Le 26 juillet 2007, dans l'amphithéâtre de l'université Cheik
Anta Diop de Dakar, le Président de la République s'est adressé aux jeunes d'Afrique. Ce discours, rédigé dans le style volontiers lyrique du conseiller spécial de l'Elysée,
Henri Guaino, a suscité des critiques sévères, en France comme en Afrique. Rarement propos présidentiel aura fait couler autant d'encre. Les articles de presse se sont multipliés. Quelques mois plus tard, les premiers livres paraissent, en attendant d'autres qui sont annoncés. Altermondialiste, féministe, anticolonialiste, l'ancienne ministre malienne de la culture
Aminata Traoré n'était pas la moins bien placée pour tirer à boulets rouges sur le discours de Dakar.
Trois séries de reproches ont été adressées à ce texte.
La première concerne l'absence de toute repentance pour les fautes commises à l'époque coloniale. Ce silence était prévisible, le candidat
Sarkozy ayant clamé haut et fort qu'il fallait cesser de rougir de l'Histoire de France. Pour autant, ce long discours débute sur une reconnaissance explicite des crimes commis durant la colonisation : « Je ne suis pas venu nier les fautes ni les crimes ; car il y a eu des fautes et il y a eu des crimes (…) le colonisateur est venu, il a pris, il s'est servi, il a exploité, il a pillé des ressources, des richesses qui ne lui appartenaient pas. ». Pour autant
Aminata Traoré ne s'en satisfait pas qui reproche au Président français son manque de cohérence : on ne peut dit-elle reconnaître une faute sans assumer la responsabilité de cette faute.

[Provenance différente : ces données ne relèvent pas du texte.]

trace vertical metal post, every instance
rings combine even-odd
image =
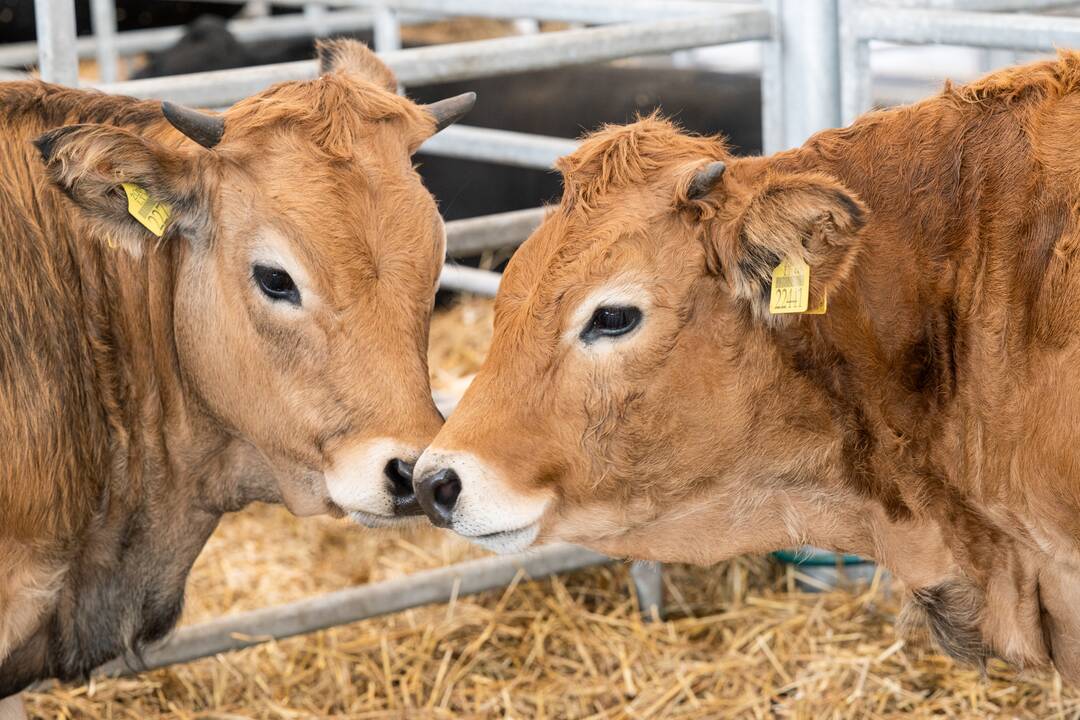
[[[642,560],[630,564],[630,578],[634,581],[638,606],[647,620],[664,615],[664,566],[658,562]]]
[[[848,125],[873,105],[870,41],[859,37],[858,0],[841,0],[840,121]]]
[[[766,155],[787,147],[784,131],[783,44],[780,39],[780,3],[765,0],[772,16],[772,38],[761,43],[761,138]]]
[[[322,3],[305,3],[304,19],[311,25],[311,34],[315,37],[326,37],[329,34],[326,26],[326,6]]]
[[[393,52],[401,49],[401,23],[397,13],[386,5],[375,6],[375,52]]]
[[[119,56],[116,52],[115,0],[90,0],[94,44],[97,46],[98,75],[101,82],[116,82]]]
[[[784,147],[840,124],[837,0],[773,0],[784,108]]]
[[[78,85],[75,0],[34,0],[34,13],[41,79],[72,87]]]

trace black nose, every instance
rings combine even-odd
[[[439,470],[416,483],[416,499],[433,525],[448,528],[454,503],[461,494],[461,479],[450,469]]]
[[[423,510],[416,502],[412,482],[413,466],[399,458],[386,463],[383,474],[390,481],[390,495],[394,498],[395,515],[420,515]]]

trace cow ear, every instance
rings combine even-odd
[[[148,242],[176,233],[209,235],[209,173],[200,163],[210,153],[186,155],[107,125],[57,128],[34,145],[46,177],[74,201],[98,239],[138,255]]]
[[[356,40],[339,38],[320,40],[315,46],[319,56],[319,74],[344,72],[356,75],[392,93],[397,92],[397,78],[378,56]]]
[[[802,260],[810,268],[809,306],[820,306],[851,272],[866,208],[838,180],[816,172],[772,173],[738,195],[745,205],[710,239],[709,267],[768,318],[773,270]]]

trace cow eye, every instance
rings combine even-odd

La deuxième est l'espoir déçu d'une nouvelle politique africaine. On attendait du discours de Dakar qu'il marque une rupture par rapport aux pratiques décriées de la Françafrique. Cette rupture avait été annoncée à Cotonou en mai 2006 par le candidat
Sarkozy. Restait au nouveau Président à la concrétiser. Hélas, le discours de Dakar ne disait rien de neuf, sinon l'annonce du « grand destin commun de l'Eurafrique », un concept assez flou qui s'est avéré remonter à l'entre-deux-guerres. Et, plus grave encore, le choix des étapes du premier périple africain de
Nicolas Sarkozy, entre le Sénégal où le président
Abdoulaye Wade est accusé de dérive autoritaire et le Gabon où
Omar Bongo incarne jusqu'à la caricature les dérives de la Françafrique, a été stigmatisé.
La troisième et principale critique adressée au discours de Dakar est l'arrogance des propos du Président :
Aminata Traoré évoque la « gifle » reçue par le continent noir (p. 25). La quasi-totalité des commentateurs dénonce le discours culturaliste, voire essentialiste qu'un Président plein d'arrogance de l'ancienne puissance colonisatrice ne se serait jamais permis ailleurs qu'en Afrique. le Président et sa plume auraient repris, presque mot à mot, des passages du chapitre consacré par Hegel à l'Afrique dans La raison dans l'histoire : « le drame de l'Afrique, c'est que l'homme africain n'est pas assez entré dans l'Histoire (…) Jamais il ne s'élance vers l'avenir (…) Dans cet univers où la nature commande tout (…) il n'y a de place ni pour l'aventure humaine ni pour l'idée de progrès ». Ces propos réducteurs, qui semblent puiser dans les fonds les moins reluisants de l'ethnologie coloniale du XIXème siècle (Levy Brühl,
Léo Frobenius, Placide Tempels), sont contredits par les recherches en sciences humaines qui montrent, au contraire, l'historicité des sociétés africaines.
Nicolas Sarkozy a reconnu le « faux pas » commis à Dakar. En se rendant en mars 2008 en Afrique du Sud, en y rencontrant
Nelson Mandela et en prononçant devant le Parlement sud-africain au Cap un discours rédigé cette fois-ci par la cellule diplomatique, il a voulu corriger cette erreur. Mais il n'est pas certain qu'il y soit parvenu.